Europaweit

Israel stoppt Palästina-Aktivisten auf Flughäfen

Auf mehreren europäischen Flughäfen sind propalästinensische Aktivisten daran gehindert worden, nach Israel zu reisen.

Israel hat am Freitag etliche propalästinensische Aktivisten auf dem Weg nach Tel Aviv gestoppt. Die Demonstranten wurden auf Flughäfen in Europa aufgehalten. Die israelischen Behörden befragten zudem nach eigenen Angaben 310 Aktivisten, die bereits in Israel eingetroffen waren.

Für vier von ihnen seien sofort Flüge nach Hause gebucht worden, teilte eine Sprecherin des israelischen Innenministeriums, Sabine Hadad, mit. 65 weitere wurden demnach festgehalten, bis auch für sie Flüge in die Heimat arrangiert werden können. Dem Rest sei die Einreise gewährt worden, sagte Hadad.

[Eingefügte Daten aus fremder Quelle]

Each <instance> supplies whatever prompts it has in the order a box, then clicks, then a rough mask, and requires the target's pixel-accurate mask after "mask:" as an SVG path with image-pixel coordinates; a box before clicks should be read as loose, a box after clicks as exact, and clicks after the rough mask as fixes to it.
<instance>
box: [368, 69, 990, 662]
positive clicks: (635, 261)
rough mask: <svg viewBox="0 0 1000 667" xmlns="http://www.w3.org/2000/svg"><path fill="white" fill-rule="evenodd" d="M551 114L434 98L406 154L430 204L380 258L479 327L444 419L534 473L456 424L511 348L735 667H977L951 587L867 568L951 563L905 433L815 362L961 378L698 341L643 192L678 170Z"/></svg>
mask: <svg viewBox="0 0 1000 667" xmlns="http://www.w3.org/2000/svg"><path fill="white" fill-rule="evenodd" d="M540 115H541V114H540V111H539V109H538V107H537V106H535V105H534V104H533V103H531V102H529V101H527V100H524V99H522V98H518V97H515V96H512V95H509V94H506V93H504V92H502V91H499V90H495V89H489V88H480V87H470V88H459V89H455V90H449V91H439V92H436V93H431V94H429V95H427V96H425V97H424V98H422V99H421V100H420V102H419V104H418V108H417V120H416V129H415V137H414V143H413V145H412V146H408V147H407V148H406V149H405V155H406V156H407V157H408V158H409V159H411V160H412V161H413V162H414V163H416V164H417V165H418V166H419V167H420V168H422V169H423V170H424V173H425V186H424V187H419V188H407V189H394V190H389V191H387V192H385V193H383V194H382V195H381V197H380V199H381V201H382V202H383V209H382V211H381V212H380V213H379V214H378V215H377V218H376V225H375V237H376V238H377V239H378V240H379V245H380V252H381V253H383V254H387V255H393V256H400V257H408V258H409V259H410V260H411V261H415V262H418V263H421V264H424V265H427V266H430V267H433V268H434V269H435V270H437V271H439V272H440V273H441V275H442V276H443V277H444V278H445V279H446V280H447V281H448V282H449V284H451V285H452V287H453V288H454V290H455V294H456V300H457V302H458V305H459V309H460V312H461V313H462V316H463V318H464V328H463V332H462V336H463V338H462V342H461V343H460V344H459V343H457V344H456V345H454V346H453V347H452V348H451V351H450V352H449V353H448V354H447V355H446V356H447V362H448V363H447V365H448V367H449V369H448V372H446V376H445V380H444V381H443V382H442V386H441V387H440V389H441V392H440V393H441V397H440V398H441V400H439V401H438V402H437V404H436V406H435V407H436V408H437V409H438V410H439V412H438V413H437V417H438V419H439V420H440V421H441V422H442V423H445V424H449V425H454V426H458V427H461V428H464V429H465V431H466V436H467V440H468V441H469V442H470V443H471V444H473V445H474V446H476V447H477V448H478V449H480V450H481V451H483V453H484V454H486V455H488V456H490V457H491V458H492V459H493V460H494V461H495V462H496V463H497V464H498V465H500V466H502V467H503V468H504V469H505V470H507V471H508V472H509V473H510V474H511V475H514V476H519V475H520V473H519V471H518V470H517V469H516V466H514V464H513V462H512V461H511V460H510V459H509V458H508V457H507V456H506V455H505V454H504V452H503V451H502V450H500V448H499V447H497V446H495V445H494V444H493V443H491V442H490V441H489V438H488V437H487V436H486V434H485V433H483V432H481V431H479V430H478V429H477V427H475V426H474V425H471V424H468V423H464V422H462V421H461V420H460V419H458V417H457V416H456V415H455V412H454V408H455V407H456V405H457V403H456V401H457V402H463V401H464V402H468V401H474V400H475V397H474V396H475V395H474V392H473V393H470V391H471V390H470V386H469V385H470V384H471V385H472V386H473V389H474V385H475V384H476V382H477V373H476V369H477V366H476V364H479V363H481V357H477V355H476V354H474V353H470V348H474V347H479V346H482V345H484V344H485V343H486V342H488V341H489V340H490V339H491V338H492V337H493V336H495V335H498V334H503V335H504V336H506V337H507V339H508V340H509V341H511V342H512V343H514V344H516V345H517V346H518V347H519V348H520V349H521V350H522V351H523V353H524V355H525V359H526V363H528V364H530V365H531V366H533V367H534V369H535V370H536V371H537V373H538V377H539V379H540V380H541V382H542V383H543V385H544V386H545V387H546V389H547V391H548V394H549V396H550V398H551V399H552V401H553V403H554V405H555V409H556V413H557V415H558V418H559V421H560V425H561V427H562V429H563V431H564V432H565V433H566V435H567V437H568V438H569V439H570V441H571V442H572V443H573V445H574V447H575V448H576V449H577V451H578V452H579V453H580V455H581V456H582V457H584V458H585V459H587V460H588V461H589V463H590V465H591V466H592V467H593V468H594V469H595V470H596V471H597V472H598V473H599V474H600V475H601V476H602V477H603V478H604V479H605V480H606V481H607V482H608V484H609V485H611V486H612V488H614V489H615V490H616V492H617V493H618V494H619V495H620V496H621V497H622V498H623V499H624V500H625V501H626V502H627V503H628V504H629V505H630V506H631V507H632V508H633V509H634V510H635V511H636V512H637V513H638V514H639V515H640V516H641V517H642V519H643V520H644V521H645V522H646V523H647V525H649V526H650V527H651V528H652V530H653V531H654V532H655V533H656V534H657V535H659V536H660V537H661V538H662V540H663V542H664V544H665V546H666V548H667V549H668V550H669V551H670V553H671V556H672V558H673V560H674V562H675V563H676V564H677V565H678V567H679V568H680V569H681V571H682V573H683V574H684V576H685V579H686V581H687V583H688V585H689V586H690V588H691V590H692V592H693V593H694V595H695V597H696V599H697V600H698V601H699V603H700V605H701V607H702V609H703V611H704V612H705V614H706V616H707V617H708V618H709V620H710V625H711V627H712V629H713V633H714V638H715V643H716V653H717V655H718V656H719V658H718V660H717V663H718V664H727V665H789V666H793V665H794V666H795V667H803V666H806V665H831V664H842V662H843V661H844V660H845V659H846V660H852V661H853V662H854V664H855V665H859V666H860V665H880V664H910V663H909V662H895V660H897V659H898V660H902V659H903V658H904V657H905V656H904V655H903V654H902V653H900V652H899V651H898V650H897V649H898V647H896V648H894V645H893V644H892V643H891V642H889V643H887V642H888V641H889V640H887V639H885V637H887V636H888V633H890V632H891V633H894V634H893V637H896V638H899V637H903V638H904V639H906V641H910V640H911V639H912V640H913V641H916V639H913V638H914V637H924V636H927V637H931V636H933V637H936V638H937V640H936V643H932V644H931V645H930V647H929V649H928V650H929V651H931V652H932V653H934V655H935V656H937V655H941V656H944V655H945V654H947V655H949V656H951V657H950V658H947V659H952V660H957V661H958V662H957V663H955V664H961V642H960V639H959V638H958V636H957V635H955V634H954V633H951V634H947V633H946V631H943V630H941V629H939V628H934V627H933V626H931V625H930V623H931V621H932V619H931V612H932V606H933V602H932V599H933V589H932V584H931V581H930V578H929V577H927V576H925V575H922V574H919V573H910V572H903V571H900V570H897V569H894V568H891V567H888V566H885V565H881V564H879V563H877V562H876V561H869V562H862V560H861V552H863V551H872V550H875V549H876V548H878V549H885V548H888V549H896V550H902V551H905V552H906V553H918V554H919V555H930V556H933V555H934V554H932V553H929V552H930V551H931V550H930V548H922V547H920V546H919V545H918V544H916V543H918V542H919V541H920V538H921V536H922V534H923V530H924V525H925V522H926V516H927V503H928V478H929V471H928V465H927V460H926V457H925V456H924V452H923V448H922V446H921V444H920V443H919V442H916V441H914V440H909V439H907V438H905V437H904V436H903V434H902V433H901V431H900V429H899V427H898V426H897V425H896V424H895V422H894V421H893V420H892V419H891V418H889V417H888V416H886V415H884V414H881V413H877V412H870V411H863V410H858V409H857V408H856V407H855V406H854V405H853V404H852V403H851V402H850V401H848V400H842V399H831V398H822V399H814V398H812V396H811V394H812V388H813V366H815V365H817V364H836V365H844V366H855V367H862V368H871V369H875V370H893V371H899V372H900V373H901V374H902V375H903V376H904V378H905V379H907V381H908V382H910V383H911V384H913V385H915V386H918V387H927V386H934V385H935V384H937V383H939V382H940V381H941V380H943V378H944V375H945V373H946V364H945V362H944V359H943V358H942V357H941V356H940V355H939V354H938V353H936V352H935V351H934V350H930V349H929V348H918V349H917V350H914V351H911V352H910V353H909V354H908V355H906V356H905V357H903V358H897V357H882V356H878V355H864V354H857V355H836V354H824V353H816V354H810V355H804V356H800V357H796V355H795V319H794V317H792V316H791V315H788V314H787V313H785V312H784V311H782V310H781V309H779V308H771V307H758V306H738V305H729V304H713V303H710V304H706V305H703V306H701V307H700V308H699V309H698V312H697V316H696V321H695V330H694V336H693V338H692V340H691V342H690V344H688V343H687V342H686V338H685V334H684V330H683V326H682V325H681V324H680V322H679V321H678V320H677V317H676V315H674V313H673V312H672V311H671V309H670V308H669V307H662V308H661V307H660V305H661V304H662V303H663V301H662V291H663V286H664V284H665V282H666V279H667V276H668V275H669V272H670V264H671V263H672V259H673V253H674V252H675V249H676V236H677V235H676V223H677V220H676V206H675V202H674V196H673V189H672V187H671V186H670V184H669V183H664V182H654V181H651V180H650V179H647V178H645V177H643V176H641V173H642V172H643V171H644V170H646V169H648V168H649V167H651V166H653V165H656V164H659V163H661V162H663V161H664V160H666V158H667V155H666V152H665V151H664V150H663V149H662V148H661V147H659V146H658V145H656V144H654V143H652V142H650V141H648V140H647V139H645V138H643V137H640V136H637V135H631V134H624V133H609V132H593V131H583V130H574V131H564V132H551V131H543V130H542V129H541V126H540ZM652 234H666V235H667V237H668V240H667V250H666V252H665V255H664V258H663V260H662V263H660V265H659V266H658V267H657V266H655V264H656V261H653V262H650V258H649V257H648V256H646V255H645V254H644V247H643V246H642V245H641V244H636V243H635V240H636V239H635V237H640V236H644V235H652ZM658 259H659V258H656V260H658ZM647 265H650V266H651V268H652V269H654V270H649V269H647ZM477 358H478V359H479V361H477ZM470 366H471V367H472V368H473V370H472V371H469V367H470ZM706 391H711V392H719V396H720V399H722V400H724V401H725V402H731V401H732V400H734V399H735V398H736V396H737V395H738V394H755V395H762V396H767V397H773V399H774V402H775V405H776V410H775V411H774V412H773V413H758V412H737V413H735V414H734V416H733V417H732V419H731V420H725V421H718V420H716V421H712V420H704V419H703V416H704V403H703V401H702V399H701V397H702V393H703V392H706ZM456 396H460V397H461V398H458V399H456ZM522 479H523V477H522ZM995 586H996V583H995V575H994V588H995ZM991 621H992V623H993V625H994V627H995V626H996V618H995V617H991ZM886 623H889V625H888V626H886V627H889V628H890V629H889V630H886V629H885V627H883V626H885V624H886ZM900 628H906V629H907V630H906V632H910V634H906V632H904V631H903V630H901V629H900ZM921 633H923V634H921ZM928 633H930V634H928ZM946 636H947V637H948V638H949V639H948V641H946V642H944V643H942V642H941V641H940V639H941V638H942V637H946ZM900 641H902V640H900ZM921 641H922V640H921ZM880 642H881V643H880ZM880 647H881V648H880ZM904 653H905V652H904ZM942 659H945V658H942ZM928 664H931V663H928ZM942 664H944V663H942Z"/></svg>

Israel hatte eine Liste mit den Namen von mehr als 300 Aktivisten erstellt. Die israelischen Behörden baten anschließend Fluggesellschaften, diese Personen an Flügen nach Israel zu hindern. Insgesamt seien rund 200 Personen auf israelischen Antrag hin aufgehalten worden, sagte der israelische Polizeisprecher Micky Rosenfeld.

Die ohnehin strikten Sicherheitsvorkehrungen auf dem Ben-Gurion International Airport wurden in den vergangenen Tagen noch einmal drastisch verschärft.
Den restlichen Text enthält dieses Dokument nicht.